130 giant lollipops. A box of Mike and Ike as big as a 10 year old. An eight-foot-tall ice cream cone. A life-sized gingerbread house. A grand archway made of peppermints.

No, this isn’t Willy Wonka’s Chocolate Factory — it’s Crystal Alvarez’s sidewalk.

On a cloudy September afternoon, Southwest Village in Chanhassen transformed into a life-size Candy Land board for over 150 visitors from her neighborhood and beyond to enjoy. Alvarez and her neighbors created hundreds of giant candies from scratch, turning plastic cups into Dots and shipping tubes into rolls of Smarties.

Families drew from their custom deck of cards and navigated through the colored tiles, spacing out their gameplay to ensure social distancing. While the candy pieces were sadly not edible, players received a thank you lollipop at the end, adorned with the names of volunteers.

Alvarez, who has lived in the neighborhood for six years, has over two decades of experience event planning for a local church. But the reason behind Candy Land is even sweeter — Alvarez wanted to do something kind for her neighbors.

“Before this, I really only knew a few people in the neighborhood. But by the time it was done, 32 different volunteers pitched in. I know their names, I know their kids. It was such a wonderful way to get to know everyone,” Alvarez said.

From concept to candy buttons

The idea for a life-sized Candy Land came to Alvarez in the middle of the night — “and I just ran with it,” she said.

The simplicity and playfulness of Candy Land drew her to the game (to be specific, the 1984 classic version). Gameplay is just drawing cards, and the colorful board attracts people of all ages.

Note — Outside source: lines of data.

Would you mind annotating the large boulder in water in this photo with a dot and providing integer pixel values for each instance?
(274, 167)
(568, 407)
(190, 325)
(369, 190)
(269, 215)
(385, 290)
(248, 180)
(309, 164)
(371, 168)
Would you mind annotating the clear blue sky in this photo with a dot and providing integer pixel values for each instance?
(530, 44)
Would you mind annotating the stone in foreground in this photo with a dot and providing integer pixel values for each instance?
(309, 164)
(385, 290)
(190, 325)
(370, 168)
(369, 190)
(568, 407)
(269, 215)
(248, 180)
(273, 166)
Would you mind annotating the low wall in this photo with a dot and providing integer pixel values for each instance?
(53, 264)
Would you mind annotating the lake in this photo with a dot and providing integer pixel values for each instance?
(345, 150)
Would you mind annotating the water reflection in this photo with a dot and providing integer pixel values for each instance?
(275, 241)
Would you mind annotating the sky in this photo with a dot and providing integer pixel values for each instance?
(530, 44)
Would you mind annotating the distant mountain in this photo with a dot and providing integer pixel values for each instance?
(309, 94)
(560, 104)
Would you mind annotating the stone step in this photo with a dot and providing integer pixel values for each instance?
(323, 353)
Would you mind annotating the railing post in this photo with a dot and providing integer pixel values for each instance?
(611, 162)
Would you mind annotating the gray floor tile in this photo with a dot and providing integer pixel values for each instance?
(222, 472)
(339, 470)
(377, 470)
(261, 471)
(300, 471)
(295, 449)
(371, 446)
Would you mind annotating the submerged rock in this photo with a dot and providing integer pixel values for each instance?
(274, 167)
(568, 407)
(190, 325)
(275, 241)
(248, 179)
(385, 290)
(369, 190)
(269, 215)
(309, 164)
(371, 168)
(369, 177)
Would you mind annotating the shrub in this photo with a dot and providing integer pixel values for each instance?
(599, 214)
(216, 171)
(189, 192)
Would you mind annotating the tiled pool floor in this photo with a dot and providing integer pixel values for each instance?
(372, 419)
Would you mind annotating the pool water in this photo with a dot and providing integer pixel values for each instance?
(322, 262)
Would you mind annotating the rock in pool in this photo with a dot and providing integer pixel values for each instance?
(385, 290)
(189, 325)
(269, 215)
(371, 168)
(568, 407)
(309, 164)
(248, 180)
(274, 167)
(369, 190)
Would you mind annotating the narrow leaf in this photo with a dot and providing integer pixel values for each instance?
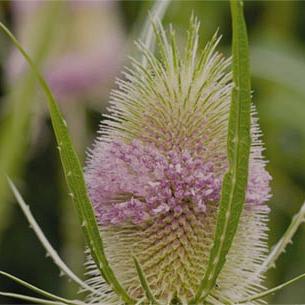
(38, 290)
(143, 281)
(75, 179)
(44, 241)
(15, 120)
(272, 290)
(235, 180)
(280, 247)
(29, 298)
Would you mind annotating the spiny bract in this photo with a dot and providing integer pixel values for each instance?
(155, 173)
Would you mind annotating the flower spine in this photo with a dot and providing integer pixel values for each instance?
(155, 173)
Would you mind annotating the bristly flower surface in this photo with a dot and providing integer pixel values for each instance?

“With COVID-19 happening, I wanted to be able to give people something they don’t have to worry about. They can come and have fun with their family and know it’s safe and free,” Alvarez said.

The first step was getting the OK from her homeowner’s association. After that, it was as simple as a SignUpGenius link, a neighborhood-wide email requesting volunteers and a bag of candy with an invite to the event.

Around seven showed for her first meeting in early August, ready to hear her game plan. While many of her neighbors aren’t from the United States and weren’t initially familiar with the board game, they caught on quickly and began creating the hundreds of pieces needed for the event.

Alvarez held three outdoor work days a week for six weeks, with volunteers signing up for slots to ensure not too many people came at once, she said.

Almost every piece was hand-painted and cut — there’s no giant peppermint sticks at the local craft store, so the neighborhood got creative. She used some equipment from her job, but everything else was made from scratch.

When it came to the well-known characters like Queen Frostine and Princess Lolly, the team wanted to avoid trademark issues. So instead, the royal family was reinterpreted as a giant crown covered in glitter and a sidewalk of peppermint sticks.

“It was a labor of love for everyone,” Alvarez said. “Everything ended up quite beautiful.”

Community connections

Before Candy Land, Crystal admitted she didn’t know most of her neighbors’ names. But on Sept. 12, at least half of them made their way through the game. They brought their families, who brought their families, who brought their families — though there’s less than 40 homes in her neighborhood, over 150 people showed up.

One urged her to call the news, which resulted in a Fox 9 spot airing three times over the weekend. The video got popular on social media, and Alvarez received emails and messages from people all over the country asking how she did it.

“One woman even asked if she could rent it,” Alvarez laughed.

When COVID-19 hit in March, Alvarez felt called to do things for her neighbors, no matter how small. There was candy for Easter, homemade chalk in May for a sidewalk art gallery and a sparkling cider and pop party this summer. Her neighbors are open to another big event, though it will most likely be annual.

Candy Land wasn’t just about reaching King Kandy — Alvarez cherished the connections she made along the way.

“I just hope this is an inspiration to people to love their neighbors. It doesn’t have to be grand gestures, but it’s so rewarding. I’ve been blown away by their generosity,” Alvarez said. “I got to interact with the neighbors and learn what great people they are ... otherwise, I would have missed out on it all.”